ACT II
Scene 3
Amyntas, Tyrsis
AMYNTAS I want to see what Tyrsis has accomplished. If he has accomplished nothing, then I would rather kill myself before that cruel girl's eyes than waste away with love. She who so enjoys my heart's wound, inflicted by her beautiful eyes, will likewise have to enjoy the wound of my breast, inflicted by my own hand.
TYRSIS Amyntas, I have comforting news to announce: cease now this excessive lamenting.
AMYNTAS What are you saying? What news do you bring? Life or death?
TYRSIS I bring health and life, if you will dare to make yourself face them. But you will need to be a man, Amyntas, a daring man.
AMYNTAS What do I need dare, and to face what?

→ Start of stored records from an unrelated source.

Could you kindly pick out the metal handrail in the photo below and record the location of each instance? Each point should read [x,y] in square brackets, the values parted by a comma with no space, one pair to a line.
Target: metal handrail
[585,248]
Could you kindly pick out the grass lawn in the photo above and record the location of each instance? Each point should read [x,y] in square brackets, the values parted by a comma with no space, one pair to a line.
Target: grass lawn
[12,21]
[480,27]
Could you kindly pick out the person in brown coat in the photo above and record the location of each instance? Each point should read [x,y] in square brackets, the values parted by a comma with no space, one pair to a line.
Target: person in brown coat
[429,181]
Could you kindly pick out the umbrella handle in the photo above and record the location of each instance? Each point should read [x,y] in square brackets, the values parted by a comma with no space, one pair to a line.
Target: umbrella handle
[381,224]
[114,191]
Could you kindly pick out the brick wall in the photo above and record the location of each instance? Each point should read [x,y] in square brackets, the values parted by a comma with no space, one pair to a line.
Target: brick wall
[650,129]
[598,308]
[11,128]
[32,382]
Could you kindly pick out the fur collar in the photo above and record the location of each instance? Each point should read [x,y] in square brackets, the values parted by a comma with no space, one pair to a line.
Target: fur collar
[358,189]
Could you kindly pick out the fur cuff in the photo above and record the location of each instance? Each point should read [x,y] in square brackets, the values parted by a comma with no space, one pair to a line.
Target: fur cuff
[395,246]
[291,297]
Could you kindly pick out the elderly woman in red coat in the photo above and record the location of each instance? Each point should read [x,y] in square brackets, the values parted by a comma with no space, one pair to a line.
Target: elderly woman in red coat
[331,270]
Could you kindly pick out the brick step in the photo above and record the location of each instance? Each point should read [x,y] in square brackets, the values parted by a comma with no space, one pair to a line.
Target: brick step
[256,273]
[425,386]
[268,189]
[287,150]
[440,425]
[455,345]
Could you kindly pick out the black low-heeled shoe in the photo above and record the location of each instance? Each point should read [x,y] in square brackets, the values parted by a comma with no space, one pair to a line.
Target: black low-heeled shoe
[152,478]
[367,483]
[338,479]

TYRSIS If your beloved were in the midst of a wood surrounded by the highest cliffs, which gave lodging to tigers and lions, would you go there?
AMYNTAS I would go there more sure and bold than the merry village girl to the dance.

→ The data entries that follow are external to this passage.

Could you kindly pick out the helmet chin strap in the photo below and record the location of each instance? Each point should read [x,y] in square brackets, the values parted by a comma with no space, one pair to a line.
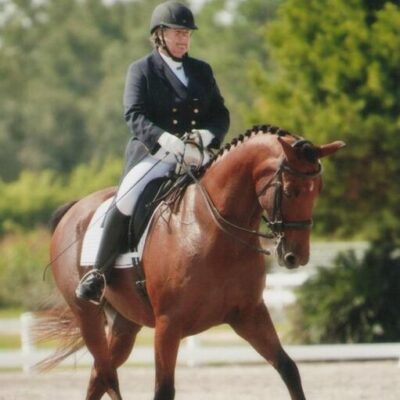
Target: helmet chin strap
[165,47]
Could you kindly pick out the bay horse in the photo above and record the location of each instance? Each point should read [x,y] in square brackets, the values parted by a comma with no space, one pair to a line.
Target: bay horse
[202,260]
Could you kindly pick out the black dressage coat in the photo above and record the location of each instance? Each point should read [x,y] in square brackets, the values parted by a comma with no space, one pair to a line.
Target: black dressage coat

TYRSIS And if she were among bandits and weapons, would you go there?
AMYNTAS I would go there more gladly and readily than the thirsty hind to the fountain.
TYRSIS An even greater daring is needed for this great test.
AMYNTAS I would go into the midst of the rapid torrents when the snow melts and sends them swollen to the sea; I would go into the fires of Hell, whenever she may go there, if such a beautiful thing can be found in Hell. Come, tell me everything.
TYRSIS Listen.
AMYNTAS Quickly, tell me!
TYRSIS Sylvia is waiting for you at a spring, naked and alone.
AMYNTAS What did you say? Sylvia is waiting for me, naked and alone?
TYRSIS Alone, save Daphne, who supports us.
AMYNTAS She is waiting for me, naked?
TYRSIS Yes, but ...
AMYNTAS But what? You are silent, you are torturing me.
TYRSIS But she does not yet know that you will be there.
AMYNTAS Bitter conclusion, that poisons all the past sweetness! With what cunning, cruel one, do you torment me? Does it not seem to you, then, that I am not so very unhappy, and you come to increase my misery?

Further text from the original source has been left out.